In my earlier article I hate reacting. How do I approach my power bill problem deliberately? we learned that there is no magic bullet that will reduce your energy bill. We recognized that no two houses are the same even though the floor plans may be identical. The variables that drive energy consumption can be contractor’s craftsmanship, your lifestyle and preferences of the occupants, choice of appliances, or even the choice of technician to install appliances, just to name a few.
There are three first steps every homeowner should follow that will set you on the right track regardless of your home’s specific challenge.

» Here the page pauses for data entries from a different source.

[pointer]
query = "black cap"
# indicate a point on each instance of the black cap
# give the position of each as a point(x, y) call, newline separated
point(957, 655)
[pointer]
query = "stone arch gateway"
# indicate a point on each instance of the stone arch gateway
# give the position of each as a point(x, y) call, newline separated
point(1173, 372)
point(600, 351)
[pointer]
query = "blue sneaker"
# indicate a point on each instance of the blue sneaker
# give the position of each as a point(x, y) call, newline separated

1) Install an Energy Monitoring System. Knowledge is power making this the critical first step. In a previous blog we identified Behaviors and Comfort Settings as one leg of a three legged stool. It is important to recognize that beyond your comfort settings there is more than likely a significant amount ‘wasteful consumption’. You will be surprised at what is consuming energy in your home and how much it is costing you.
More importantly, you need a system that establishes a baseline and helps you compare and assess any changes you make. This includes both behavioral and structural changes. When a contractor says you will save 20% on your power bill if you put in new windows then you want to look at what your current costs are associated with your Heating and Air. If someone recommends replacing your refrigerator to save money then you want to know with accuracy how much you are spending to power your refrigerator. If you decide to reinforce your attic with insulation then you will want to observe a noticeable difference in cycle times and time between cycles.
Essentially, you are getting real time data on your home’s performance and not industry estimates. Installing an energy monitoring system enables you to make more objective decisions. In each of the examples your costs can be thousands or tens of thousands of dollars.
2) Conduct an Energy Audit. In previous blogs we illustrated degrees of inefficiencies and also sources of inefficiencies. Like a good doctor you should diagnose your patient before you treat your patient. It is very important that the auditor is trained and certified to conduct an audit. Building Performance Institute (BPI) trains and certifies professionals to conduct a detailed and exhaustive audit of residential homes.